Often accused of misanthropy, Solondz now displays a lighter touch with his characters – you get the sense he’s laughing with them, not at them. Make no mistake, his squirmy humour is still there — like in the moment where Trish shares too much information about her sex life with young Timmy. But for every jokey scene, there’s a horrifying, boundary-pushing dramatic moment. When ex-con Bill meets a bitter widow (Charlotte Rampling) in a hotel bar, for example, the two exchange frank confessions that you’ll probably be chewing on for weeks after. What are we to make of Rampling’s character, who admits to being an utter monster?

Life During Wartime is a tough, often lumpy film. It doesn’t have the benefit of Happiness’s tight structure, where each discomfiting vignette bled neatly into the next. Life During Wartime keeps bringing up uncomfortable subjects, then lets them dangle in mid-air.

Ciaran Hinds is ex-convict Bill in Life During Wartime.  Ciaran Hinds is ex-convict Bill in Life During Wartime. (Francisco Roman/eOne Films)

Its ambitious themes start to come into view as Timmy begins preparing for his bar mitzvah. One day, he arrives home with complicated questions about the story of Joseph. Should you forgive someone even if you don’t feel like it? And what about terrorists who blow up office buildings? Should we extract an eye for an eye? Maybe these dilemmas are moot, as one character suggests: “In the end, China will take over and none of this will matter.”

Placing his characters in the post-9/11 landscape only serves to make them more alienated and anxious than they were in 1998. While Solondz doesn’t answer the questions he raises about the world at large, he does create an affecting portrait of the wars being waged closer to home. Each of the three sisters grapples with the notion of forgiveness.

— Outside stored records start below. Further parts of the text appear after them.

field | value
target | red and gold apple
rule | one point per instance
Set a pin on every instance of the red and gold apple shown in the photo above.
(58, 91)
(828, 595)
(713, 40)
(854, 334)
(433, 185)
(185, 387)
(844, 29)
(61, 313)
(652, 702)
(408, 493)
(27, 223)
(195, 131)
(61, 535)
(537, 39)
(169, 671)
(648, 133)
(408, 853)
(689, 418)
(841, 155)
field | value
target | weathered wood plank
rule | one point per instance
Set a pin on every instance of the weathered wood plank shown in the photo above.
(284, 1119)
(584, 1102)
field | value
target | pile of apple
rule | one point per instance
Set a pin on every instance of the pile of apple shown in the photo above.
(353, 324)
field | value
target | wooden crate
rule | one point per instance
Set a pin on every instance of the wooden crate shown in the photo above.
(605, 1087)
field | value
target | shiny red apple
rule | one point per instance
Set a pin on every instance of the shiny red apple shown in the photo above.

Both Trish and Helen would rather forget than try to make peace, while the hyper-sensitive Joy receives numerous visits from literal ghosts of lovers past and remains conflicted about whether she can truly turn the other cheek.

Cinematographer Ed Lachman finds the perfect way to express all of this visually, bathing the characters in amber Florida light for brief instants, before trapping them once more inside the white, airless interiors where they actually live. There’s a surreal scene — one of the film’s best — in which Joy drifts, barefoot, through a moonlit strip-mall parking lot. It’s a ghostly image and a great metaphor for the film’s haunted characters, who are in perpetual limbo, trying to move forward while dragging the baggage of their past. Bill sums it up best when he muses: “Nothing works. It just goes on forever.”

This is tricky material, and Life During Wartime is the kind of movie you admire more than you actually enjoy. I don’t intend this as a slight, merely a warning: Life During Wartime is a comedy, but one with serious, melancholy undertones, and no quick punchlines or easy answers.

In the midst of one of the film’s broadest, most comedic scenes, the self-indulgent, sobbing Helen cries out, “I’m only human!” She’s horrible, but she’s also got a point, and Solondz’s achievement lies in how his film always straddles those two interpretations and dares the audience to accept that both could be equally true.

Life During Wartime opens Aug. 27.

Lee Ferguson writes about the arts for CBC News.